# 100 Languages Speedrun: Episode 65: Randomized Finite Automaton for Fast Thue Interpreter in Crystal

This is probably the most Computer Science heavy episode so far. If that's not your thing, feel free to skip and come back for the next episode.

Deterministic Finite Automaton is a computer science concept. It's a program with these properties:

• at every point it's in one of limited number of states
• it goes through the string one character at a time
• based on current state, current character, and nothing else, it choses the next state
• once it's done with the string, we extract some information from whichever state it ended up in

### DFA Example

So for example let's write a program that matches a string of digits. It can have some extra spaces at the beginning and end, and it can have `_` between digits (but not elsewhere, an not multiples), and it's not allowed to have leading 0s unless the whole number is zero. In regular expression terms it's `/^\s*(0|[1-9]\d*(_\d+)*)\s*\$/`.

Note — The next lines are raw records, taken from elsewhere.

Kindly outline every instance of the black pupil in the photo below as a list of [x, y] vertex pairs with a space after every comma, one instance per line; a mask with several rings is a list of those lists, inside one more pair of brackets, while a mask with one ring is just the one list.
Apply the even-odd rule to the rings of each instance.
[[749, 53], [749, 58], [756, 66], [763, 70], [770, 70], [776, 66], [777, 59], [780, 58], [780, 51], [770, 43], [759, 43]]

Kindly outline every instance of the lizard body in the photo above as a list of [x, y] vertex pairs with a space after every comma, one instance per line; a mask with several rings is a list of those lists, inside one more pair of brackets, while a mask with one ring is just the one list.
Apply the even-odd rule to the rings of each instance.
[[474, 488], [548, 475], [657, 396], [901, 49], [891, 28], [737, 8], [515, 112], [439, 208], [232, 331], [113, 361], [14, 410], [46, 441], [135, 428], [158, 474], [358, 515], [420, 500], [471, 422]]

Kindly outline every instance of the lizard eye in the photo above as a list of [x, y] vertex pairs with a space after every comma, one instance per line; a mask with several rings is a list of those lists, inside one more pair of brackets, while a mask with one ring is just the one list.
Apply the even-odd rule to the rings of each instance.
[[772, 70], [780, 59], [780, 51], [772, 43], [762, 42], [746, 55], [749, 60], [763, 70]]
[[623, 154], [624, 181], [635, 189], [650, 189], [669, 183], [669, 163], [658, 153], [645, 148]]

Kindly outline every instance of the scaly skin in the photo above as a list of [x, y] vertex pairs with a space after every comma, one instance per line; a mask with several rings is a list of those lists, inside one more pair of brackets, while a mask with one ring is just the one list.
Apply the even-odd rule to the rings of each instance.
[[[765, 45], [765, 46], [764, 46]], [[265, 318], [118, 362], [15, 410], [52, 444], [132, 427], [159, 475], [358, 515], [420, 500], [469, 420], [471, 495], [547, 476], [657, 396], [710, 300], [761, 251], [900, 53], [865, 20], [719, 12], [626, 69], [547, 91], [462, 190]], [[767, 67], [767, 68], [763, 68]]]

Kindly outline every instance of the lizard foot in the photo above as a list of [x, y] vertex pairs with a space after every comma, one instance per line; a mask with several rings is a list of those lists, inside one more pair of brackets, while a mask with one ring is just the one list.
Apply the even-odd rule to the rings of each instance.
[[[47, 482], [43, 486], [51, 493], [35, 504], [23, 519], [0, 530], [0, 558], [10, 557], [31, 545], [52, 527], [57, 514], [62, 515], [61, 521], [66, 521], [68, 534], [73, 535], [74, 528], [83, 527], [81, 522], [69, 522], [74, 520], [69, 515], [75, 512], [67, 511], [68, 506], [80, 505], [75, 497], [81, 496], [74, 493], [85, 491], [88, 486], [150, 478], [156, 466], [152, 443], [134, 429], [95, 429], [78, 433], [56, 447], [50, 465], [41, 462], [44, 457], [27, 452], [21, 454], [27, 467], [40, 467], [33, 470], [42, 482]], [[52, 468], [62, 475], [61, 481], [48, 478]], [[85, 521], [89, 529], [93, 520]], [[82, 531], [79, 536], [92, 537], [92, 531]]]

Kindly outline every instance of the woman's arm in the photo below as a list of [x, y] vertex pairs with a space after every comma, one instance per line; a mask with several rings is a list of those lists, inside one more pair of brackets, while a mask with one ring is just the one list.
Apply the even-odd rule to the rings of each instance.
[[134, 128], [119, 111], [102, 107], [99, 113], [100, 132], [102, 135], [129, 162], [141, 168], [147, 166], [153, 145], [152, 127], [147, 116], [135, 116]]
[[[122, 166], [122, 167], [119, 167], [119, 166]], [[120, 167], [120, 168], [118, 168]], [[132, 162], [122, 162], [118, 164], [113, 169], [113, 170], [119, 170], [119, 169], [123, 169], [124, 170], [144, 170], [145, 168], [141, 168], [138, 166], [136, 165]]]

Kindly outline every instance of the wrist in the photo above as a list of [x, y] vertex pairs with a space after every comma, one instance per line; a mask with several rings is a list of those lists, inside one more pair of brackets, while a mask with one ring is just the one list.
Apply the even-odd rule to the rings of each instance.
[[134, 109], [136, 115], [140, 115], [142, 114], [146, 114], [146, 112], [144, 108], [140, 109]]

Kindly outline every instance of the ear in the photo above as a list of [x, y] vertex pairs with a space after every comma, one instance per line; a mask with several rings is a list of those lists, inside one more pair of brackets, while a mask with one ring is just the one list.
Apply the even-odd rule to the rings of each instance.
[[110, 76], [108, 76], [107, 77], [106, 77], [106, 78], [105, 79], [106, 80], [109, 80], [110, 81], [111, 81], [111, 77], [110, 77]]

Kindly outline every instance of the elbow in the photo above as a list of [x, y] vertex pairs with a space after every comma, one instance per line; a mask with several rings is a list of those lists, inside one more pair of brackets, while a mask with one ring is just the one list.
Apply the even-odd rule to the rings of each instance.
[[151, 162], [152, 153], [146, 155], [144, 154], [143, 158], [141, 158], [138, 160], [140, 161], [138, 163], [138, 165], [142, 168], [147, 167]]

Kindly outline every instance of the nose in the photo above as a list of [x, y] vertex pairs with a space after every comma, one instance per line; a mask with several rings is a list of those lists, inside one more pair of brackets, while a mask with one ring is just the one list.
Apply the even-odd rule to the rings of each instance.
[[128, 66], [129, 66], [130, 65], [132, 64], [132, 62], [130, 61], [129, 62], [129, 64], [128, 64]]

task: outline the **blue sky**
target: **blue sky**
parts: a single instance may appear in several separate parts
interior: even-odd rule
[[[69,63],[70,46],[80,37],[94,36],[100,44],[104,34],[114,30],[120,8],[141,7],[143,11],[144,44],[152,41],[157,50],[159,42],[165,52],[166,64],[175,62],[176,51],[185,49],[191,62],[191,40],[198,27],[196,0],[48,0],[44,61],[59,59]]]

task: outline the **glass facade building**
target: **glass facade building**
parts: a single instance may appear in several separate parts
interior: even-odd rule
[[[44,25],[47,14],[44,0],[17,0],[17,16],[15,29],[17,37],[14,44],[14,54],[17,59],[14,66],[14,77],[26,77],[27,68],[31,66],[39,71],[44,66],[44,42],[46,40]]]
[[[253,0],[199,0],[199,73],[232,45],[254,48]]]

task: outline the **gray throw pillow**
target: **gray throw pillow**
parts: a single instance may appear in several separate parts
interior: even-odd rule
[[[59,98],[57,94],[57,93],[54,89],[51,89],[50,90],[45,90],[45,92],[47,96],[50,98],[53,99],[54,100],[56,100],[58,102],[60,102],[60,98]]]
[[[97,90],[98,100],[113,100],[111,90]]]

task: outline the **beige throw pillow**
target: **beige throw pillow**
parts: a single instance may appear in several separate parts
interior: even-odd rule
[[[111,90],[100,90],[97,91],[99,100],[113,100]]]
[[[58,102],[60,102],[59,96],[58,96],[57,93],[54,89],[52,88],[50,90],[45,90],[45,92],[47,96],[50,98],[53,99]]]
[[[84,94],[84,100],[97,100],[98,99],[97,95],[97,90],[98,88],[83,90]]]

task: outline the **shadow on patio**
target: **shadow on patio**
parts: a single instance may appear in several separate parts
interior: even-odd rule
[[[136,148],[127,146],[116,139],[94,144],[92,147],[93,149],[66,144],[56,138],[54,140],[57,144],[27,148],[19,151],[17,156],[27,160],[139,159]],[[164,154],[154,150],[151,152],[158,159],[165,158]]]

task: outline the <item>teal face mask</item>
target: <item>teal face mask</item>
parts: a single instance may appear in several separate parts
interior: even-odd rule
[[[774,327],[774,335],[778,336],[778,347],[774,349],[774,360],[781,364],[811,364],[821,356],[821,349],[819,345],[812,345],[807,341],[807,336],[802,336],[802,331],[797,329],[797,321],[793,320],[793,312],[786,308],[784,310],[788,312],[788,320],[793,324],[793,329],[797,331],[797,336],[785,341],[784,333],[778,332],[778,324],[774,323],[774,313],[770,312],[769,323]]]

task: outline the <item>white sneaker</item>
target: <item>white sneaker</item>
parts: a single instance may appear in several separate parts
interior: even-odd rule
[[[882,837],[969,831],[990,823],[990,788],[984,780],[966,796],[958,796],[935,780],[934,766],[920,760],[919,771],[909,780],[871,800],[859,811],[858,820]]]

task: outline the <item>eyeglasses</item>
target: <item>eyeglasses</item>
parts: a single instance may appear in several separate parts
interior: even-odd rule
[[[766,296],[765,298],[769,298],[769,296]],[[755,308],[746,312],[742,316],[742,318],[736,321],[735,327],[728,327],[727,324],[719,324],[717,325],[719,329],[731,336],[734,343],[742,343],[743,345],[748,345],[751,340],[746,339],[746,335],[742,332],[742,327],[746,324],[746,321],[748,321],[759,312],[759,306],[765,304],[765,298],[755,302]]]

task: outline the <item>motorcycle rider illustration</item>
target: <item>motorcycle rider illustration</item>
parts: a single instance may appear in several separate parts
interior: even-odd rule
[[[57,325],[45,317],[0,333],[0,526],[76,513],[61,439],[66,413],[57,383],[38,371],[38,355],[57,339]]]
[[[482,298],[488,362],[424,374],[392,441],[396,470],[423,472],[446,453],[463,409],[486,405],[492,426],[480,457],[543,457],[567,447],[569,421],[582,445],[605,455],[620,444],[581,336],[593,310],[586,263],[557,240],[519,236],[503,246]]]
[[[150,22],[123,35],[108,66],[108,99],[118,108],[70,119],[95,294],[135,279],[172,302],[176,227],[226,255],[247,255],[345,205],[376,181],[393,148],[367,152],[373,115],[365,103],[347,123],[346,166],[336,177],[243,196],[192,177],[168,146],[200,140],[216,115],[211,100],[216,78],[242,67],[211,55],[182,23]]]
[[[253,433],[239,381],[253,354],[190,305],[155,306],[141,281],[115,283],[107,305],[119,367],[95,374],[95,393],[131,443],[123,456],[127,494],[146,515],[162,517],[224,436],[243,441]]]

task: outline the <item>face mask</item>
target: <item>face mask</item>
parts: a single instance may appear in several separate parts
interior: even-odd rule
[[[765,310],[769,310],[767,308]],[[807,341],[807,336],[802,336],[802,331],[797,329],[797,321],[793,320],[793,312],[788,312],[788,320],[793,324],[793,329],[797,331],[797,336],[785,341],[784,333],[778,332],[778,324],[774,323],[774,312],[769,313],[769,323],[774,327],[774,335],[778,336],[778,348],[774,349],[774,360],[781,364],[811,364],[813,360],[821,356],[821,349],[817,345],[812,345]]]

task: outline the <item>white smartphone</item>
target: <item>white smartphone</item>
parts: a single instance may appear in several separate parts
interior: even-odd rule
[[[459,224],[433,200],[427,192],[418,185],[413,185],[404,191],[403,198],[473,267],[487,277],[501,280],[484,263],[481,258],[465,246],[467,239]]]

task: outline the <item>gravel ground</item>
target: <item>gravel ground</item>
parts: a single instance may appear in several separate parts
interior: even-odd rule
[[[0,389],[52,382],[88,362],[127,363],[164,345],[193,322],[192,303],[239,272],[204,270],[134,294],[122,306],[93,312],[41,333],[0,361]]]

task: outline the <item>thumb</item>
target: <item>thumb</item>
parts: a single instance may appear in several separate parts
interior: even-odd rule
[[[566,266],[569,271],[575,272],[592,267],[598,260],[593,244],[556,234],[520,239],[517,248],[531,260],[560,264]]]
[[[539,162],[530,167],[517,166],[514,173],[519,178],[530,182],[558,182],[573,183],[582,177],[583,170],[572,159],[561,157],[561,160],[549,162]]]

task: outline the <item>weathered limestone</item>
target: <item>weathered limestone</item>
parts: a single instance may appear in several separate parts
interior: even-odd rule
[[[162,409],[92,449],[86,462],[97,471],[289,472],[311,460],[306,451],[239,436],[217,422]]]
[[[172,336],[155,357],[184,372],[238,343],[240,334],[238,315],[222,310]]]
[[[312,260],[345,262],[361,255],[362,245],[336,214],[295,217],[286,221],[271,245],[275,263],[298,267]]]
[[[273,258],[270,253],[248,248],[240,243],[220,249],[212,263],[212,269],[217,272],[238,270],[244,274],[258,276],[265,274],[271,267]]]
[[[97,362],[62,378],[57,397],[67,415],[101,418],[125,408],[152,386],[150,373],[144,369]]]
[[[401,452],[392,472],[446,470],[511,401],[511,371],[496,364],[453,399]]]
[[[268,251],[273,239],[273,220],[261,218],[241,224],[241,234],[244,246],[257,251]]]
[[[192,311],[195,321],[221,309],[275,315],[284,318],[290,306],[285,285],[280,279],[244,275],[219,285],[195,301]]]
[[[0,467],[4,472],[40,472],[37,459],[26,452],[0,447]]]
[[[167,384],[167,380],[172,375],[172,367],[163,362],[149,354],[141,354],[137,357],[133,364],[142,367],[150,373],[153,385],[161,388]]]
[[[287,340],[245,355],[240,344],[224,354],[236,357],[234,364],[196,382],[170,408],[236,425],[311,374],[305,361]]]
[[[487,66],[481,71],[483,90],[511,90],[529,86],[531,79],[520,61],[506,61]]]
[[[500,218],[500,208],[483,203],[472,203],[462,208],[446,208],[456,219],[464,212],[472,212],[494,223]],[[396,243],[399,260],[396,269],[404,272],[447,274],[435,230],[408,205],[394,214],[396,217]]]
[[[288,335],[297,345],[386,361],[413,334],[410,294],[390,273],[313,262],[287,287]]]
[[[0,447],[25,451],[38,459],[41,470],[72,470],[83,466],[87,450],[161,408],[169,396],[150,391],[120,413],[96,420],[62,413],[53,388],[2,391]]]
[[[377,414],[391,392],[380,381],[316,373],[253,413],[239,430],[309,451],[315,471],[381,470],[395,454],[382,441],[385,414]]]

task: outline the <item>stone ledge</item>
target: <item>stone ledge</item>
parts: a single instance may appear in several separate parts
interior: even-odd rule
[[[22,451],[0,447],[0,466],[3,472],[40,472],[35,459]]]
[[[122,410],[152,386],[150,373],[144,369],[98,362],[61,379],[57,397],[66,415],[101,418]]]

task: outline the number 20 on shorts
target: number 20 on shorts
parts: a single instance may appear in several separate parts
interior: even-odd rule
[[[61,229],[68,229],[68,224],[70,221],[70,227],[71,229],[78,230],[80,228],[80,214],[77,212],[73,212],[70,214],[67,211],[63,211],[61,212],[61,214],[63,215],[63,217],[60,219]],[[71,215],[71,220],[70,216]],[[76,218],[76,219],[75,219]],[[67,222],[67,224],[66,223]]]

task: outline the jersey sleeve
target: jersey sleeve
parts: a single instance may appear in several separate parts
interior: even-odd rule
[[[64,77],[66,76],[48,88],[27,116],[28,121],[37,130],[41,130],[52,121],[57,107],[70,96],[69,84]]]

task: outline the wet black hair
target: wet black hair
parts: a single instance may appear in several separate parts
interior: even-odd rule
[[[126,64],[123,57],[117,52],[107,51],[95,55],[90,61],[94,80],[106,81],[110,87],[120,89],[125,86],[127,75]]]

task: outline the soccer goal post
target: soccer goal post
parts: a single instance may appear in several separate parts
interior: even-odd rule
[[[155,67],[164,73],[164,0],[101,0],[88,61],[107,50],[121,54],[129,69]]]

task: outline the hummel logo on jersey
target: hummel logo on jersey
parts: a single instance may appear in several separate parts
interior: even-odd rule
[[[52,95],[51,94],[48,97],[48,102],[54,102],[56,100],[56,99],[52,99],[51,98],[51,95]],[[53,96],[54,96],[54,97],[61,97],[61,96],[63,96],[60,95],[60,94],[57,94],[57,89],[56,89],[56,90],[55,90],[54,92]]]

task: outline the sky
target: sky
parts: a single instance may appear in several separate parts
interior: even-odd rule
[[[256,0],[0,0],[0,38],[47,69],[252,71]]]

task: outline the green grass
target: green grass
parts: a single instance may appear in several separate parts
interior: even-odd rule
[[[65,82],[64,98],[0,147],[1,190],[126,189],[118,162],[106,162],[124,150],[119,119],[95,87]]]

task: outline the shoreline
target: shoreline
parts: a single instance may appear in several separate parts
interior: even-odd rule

Let's try to make a DFA for it:

• state `Start`, if character `space`, go to state `Start`:
• state `Start`, if character `1-9`, go to state `Digit`:
• state `Start`, if character `0`, go to state `End`:
• state `Digit`, if character `0-9`, go to state `Digit`
• state `Digit`, if character `space`, go to state `End`
• state `Digit`, if character `_`, go to state `Underscore`
• state `Undersor`, if character `0-9`, go to state `Digit`
• state `End`, if character `space` go to state `End`

Any state, any character not listed, go to state `Fail`.

If we reached end of the string, and state is either `Digit` or `End`, the string matches. Otherwise it doesn't. Hopefully I didn't mess it up.

### Other Finite Automata

DFAs are nice because it's obvious how to make them super fast - it's just one table lookup per character. It's also possible to combine them - OR, AND, and NOT of any number of DFAs is still a DFA (even if potentially a much bigger one).

This is all nice, but we usually want to know more than "matches" or "doesn't match" is. So we came up with so damn many variants of the DFA idea - including the engine behind regular expressions.

What we want for Thue is something like that, except:

• we want to know which rule matched
• we want to know where it matched
• we want to know exactly one of all possible matches

So I came up with Randomized Finite Automaton - a DFA variant that's perfect for Thue.

### Trie

First, let's organize all the rules into a "trie". Trie is like a tree-like structure which lets us lookup a lot of strings at once. At root of the tree is a hash with keys being all the first characters. Then at every node there's some data for strings that finish there, and more tries for strings that continue.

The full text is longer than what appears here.